Under the Slovak Labour Code, 'dependent work' is defined as work carried out personally by the employee as a subordinate for the employer as a superior, in accordance with the employer’s instructions, in the employer’s name and in the working time determined by the employer. If a certain activity meets the definition of dependent work, a relationship between the person who conducts this activity and the entity that benefits from it exists automatically by operation of the Labour Code, irrespective of the parties’ will.
The reporters have insisted in their lawsuit that the fact that their contracts were formally governed by the Civil Code and the Copyright Act was just a simple way for the broadcaster to reduce costs in connection with the remuneration of its workforce and did not reflect the true nature of their employer-employee relationship.
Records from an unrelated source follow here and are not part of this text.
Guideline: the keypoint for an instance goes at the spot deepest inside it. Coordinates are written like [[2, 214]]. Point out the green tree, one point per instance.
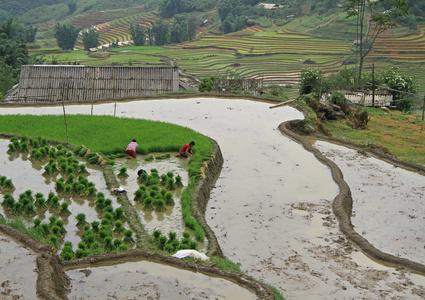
[[191, 28], [137, 34], [207, 84], [373, 18], [72, 6], [161, 32], [179, 29], [90, 39], [66, 35], [401, 87], [311, 80]]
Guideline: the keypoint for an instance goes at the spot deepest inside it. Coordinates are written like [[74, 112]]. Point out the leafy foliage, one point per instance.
[[66, 35], [311, 79], [90, 39]]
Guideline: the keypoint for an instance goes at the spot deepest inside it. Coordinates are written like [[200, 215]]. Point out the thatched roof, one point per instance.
[[51, 83]]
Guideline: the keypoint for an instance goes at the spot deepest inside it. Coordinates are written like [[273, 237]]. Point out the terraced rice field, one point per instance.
[[272, 42], [410, 48], [118, 30], [274, 56]]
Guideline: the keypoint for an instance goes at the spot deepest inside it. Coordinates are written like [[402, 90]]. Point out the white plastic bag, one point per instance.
[[191, 253]]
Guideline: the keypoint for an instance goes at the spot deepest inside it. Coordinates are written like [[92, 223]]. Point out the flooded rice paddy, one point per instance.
[[18, 274], [271, 207], [147, 280], [388, 202]]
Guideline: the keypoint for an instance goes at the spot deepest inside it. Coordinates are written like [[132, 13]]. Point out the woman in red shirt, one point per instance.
[[186, 149]]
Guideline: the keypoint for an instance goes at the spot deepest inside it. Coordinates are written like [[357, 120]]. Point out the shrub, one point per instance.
[[41, 203], [148, 203], [53, 240], [170, 184], [143, 178], [360, 118], [338, 98], [160, 205], [8, 201], [128, 239], [52, 221], [95, 226], [168, 198], [81, 219], [123, 172], [119, 213], [119, 228], [64, 208], [179, 181], [37, 222]]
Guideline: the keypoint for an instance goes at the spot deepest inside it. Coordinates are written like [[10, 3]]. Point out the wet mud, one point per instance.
[[281, 212]]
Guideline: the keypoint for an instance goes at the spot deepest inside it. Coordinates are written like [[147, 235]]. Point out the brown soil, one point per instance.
[[343, 202], [53, 283]]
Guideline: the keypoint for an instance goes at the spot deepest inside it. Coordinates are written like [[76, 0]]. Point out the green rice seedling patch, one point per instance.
[[37, 200]]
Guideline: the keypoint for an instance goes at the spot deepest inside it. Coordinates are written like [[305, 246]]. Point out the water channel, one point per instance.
[[271, 207]]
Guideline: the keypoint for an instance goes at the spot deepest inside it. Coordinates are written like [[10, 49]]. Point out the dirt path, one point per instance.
[[288, 234]]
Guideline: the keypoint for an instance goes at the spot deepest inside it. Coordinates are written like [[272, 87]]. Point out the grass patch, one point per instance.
[[25, 227], [108, 135], [402, 134]]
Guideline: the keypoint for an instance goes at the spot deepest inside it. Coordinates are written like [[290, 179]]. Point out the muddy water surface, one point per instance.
[[169, 220], [146, 280], [388, 202], [27, 175], [18, 274], [271, 207]]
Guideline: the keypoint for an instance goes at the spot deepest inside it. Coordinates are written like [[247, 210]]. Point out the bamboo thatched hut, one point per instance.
[[53, 83]]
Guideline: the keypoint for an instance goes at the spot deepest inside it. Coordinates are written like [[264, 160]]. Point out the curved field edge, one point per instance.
[[343, 202], [53, 283]]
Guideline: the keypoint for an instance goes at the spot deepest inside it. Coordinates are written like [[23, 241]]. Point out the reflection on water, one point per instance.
[[388, 202], [146, 280], [17, 271], [271, 207]]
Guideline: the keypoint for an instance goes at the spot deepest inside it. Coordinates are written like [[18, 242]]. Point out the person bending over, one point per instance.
[[186, 149], [131, 149]]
The reporters have emphasised that: they were fully integrated within the organisational structure of the broadcaster (in the same way as those with employee status); the broadcaster determined their work schedule; they were required to be at the premises of the broadcaster in determined working time; they could take paid holiday but only if approved by their manager and, more generally, that there was no significant difference between them and internal employees. The reporters have also stressed that they were receiving a fixed monthly salary which was not contingent on the number of reports they prepared or other performance-related factors.
There is potentially a long journey ahead, given that the judgment yet to be handed down by the first instance court will likely be appealed. This is a significant case, which may end up before the Supreme Court.
A judgment in favour of the reporters would have direct implications for all those whose activities satisfy all elements of the definition of dependent work under the Slovak Labour Code, but who nevertheless (are forced to) maintain the status of independent contractors.